Problem Description

You have an m x n grid where cells can be either black or white. Initially, all cells are white. You're given a list of coordinates where each coordinate [x, y] indicates that the cell at position [x, y] is colored black.

A block is defined as a 2 x 2 submatrix within the grid. For a block with top-left corner at [x, y], it includes four cells:

• [x, y] (top-left)
• [x + 1, y] (bottom-left)
• [x, y + 1] (top-right)
• [x + 1, y + 1] (bottom-right)

Valid blocks must have their top-left corner at positions where 0 <= x < m - 1 and 0 <= y < n - 1 to ensure the entire 2 x 2 block fits within the grid.

Your task is to count how many blocks contain exactly 0, 1, 2, 3, and 4 black cells respectively. Return an array of size 5 where:

• arr[0] = number of blocks with 0 black cells
• arr[1] = number of blocks with 1 black cell
• arr[2] = number of blocks with 2 black cells
• arr[3] = number of blocks with 3 black cells
• arr[4] = number of blocks with 4 black cells

For example, if a 2 x 2 block has its top-left at [0, 0] and only the cell [0, 0] is black while cells [0, 1], [1, 0], and [1, 1] are white, then this block contains exactly 1 black cell.

The total number of possible 2 x 2 blocks in an m x n grid is (m - 1) × (n - 1).

Intuition

The key insight is that each black cell affects exactly 4 different 2 x 2 blocks. When we place a black cell at position (x, y), we need to think about which blocks this cell belongs to.

A cell at (x, y) can be:

• The top-left corner of a block starting at (x, y)
• The top-right corner of a block starting at (x, y-1)
• The bottom-left corner of a block starting at (x-1, y)
• The bottom-right corner of a block starting at (x-1, y-1)

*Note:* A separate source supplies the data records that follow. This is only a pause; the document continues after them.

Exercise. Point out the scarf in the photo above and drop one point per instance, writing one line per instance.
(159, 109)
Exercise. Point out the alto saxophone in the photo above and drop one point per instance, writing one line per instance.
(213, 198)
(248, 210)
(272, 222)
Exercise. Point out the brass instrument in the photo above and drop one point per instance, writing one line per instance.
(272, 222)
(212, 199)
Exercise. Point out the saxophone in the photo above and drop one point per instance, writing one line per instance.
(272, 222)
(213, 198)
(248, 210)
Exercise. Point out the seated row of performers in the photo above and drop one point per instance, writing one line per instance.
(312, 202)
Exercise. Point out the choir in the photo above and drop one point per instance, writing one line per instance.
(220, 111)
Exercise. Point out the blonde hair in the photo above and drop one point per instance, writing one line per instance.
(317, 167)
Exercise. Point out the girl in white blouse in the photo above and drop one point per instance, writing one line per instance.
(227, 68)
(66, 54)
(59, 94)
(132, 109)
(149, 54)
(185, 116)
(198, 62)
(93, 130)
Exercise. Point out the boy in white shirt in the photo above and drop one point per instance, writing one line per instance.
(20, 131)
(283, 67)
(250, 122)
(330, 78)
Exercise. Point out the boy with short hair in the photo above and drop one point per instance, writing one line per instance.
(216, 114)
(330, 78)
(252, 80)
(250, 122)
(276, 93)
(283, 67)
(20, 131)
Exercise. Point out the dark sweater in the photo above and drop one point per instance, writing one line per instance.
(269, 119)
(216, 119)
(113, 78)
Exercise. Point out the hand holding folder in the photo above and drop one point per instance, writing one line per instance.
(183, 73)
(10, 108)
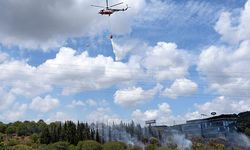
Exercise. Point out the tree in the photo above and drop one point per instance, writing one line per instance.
(22, 130)
(45, 136)
(151, 147)
(114, 146)
(89, 145)
(11, 130)
(60, 146)
(2, 128)
(97, 138)
(35, 138)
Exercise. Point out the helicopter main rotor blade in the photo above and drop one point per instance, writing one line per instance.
(116, 4)
(97, 6)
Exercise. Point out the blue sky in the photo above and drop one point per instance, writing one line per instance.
(169, 60)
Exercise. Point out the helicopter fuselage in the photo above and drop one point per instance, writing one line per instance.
(109, 11)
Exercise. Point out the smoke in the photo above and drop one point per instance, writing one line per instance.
(239, 139)
(132, 134)
(181, 142)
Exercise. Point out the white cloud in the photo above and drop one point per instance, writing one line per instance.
(77, 73)
(180, 87)
(220, 105)
(227, 71)
(49, 23)
(6, 99)
(235, 33)
(16, 112)
(74, 73)
(104, 115)
(3, 57)
(163, 114)
(166, 62)
(135, 95)
(22, 79)
(76, 103)
(60, 116)
(44, 104)
(88, 103)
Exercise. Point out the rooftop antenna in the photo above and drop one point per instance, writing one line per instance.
(203, 115)
(150, 122)
(213, 113)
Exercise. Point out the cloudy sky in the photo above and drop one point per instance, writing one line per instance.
(169, 60)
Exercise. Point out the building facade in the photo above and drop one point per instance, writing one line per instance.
(214, 127)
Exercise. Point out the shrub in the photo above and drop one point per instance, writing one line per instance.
(154, 141)
(60, 146)
(35, 138)
(166, 148)
(21, 147)
(72, 147)
(12, 142)
(89, 145)
(114, 146)
(135, 147)
(151, 147)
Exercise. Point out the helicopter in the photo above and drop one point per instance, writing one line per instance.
(108, 10)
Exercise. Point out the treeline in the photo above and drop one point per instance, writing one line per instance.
(51, 133)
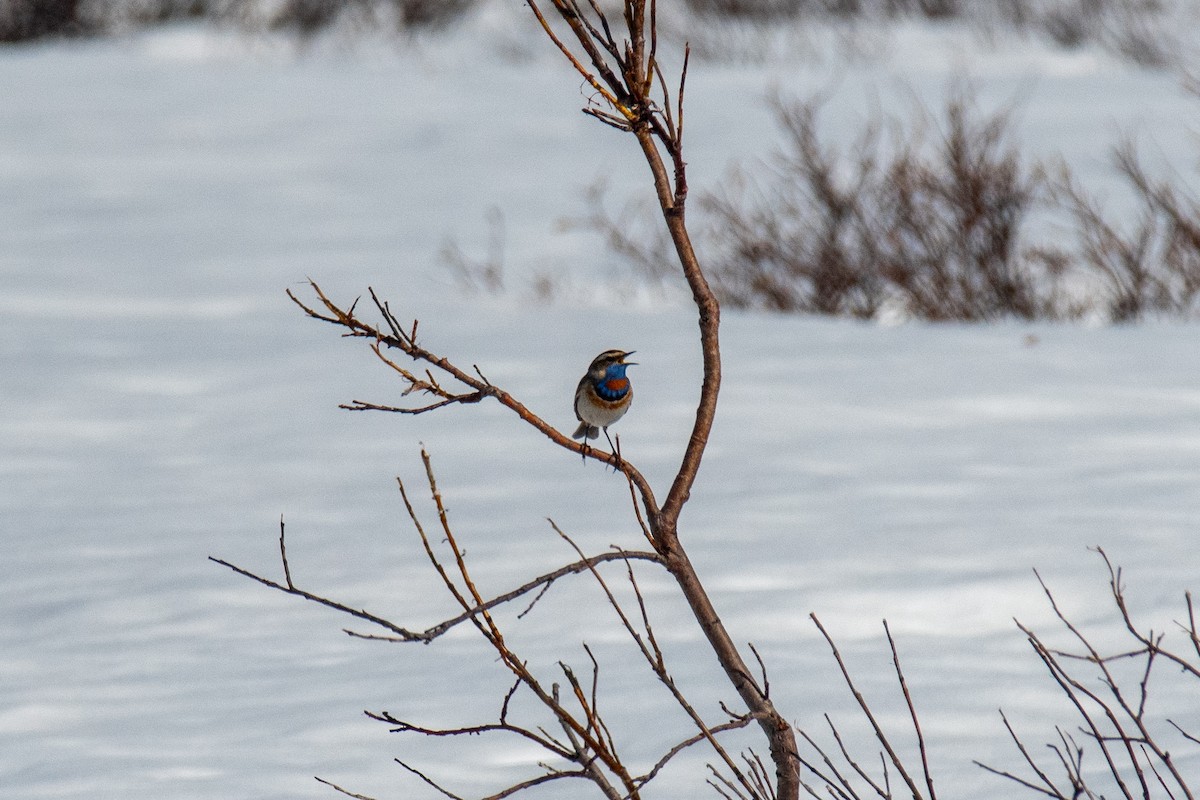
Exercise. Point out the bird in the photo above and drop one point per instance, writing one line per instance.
(603, 396)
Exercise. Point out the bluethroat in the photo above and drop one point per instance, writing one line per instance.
(603, 396)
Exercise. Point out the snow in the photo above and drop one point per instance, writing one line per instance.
(165, 402)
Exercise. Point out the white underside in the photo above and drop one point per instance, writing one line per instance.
(599, 415)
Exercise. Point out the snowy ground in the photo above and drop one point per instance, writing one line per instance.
(163, 402)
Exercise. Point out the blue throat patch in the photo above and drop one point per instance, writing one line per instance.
(615, 372)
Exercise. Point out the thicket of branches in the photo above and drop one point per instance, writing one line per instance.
(561, 709)
(930, 221)
(1145, 31)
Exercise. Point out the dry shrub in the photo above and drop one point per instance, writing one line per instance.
(927, 224)
(931, 226)
(1151, 269)
(309, 17)
(28, 19)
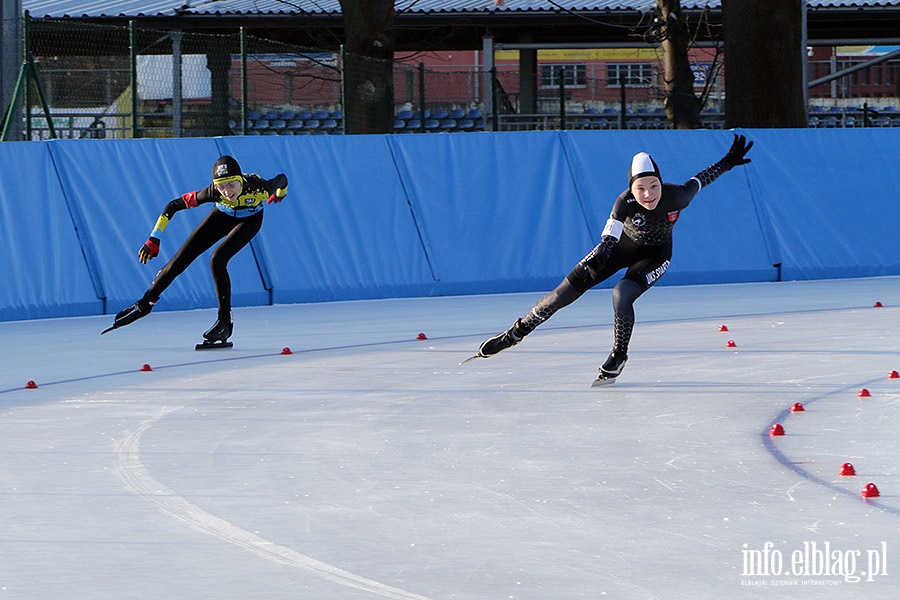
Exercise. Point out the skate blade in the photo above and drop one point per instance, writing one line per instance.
(207, 345)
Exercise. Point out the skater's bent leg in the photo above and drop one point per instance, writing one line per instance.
(207, 233)
(239, 237)
(564, 294)
(624, 295)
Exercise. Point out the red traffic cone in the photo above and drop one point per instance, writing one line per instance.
(847, 470)
(870, 491)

So for each black cell, we can identify these 4 potential blocks it affects (as long as they're valid within the grid boundaries).

Instead of checking every possible 2 x 2 block in the grid (which would be (m-1) × (n-1) blocks), we can be more efficient. We only need to track the blocks that contain at least one black cell.

The approach is:

1. For each black cell, find all valid blocks it belongs to
2. Use a hash table to count how many black cells each affected block contains
3. The hash table key is the block's top-left corner (i, j), and the value is the count of black cells in that block

After processing all black cells, the hash table tells us exactly how many black cells each affected block contains. We can then count:

• Blocks with 1 black cell: count how many entries in the hash table have value 1
• Blocks with 2 black cells: count how many entries have value 2
• And so on...

For blocks with 0 black cells, we calculate: total possible blocks minus blocks that have at least one black cell, which is (m-1) × (n-1) - len(cnt).

This is efficient because we only process blocks that actually contain black cells, rather than checking all possible blocks in the grid.

Solution Approach

The solution uses a hash table to efficiently track blocks that contain black cells.

Step 1: Initialize a Counter We use a Counter (hash table) where keys are the top-left coordinates (i, j) of each block, and values are the count of black cells in that block.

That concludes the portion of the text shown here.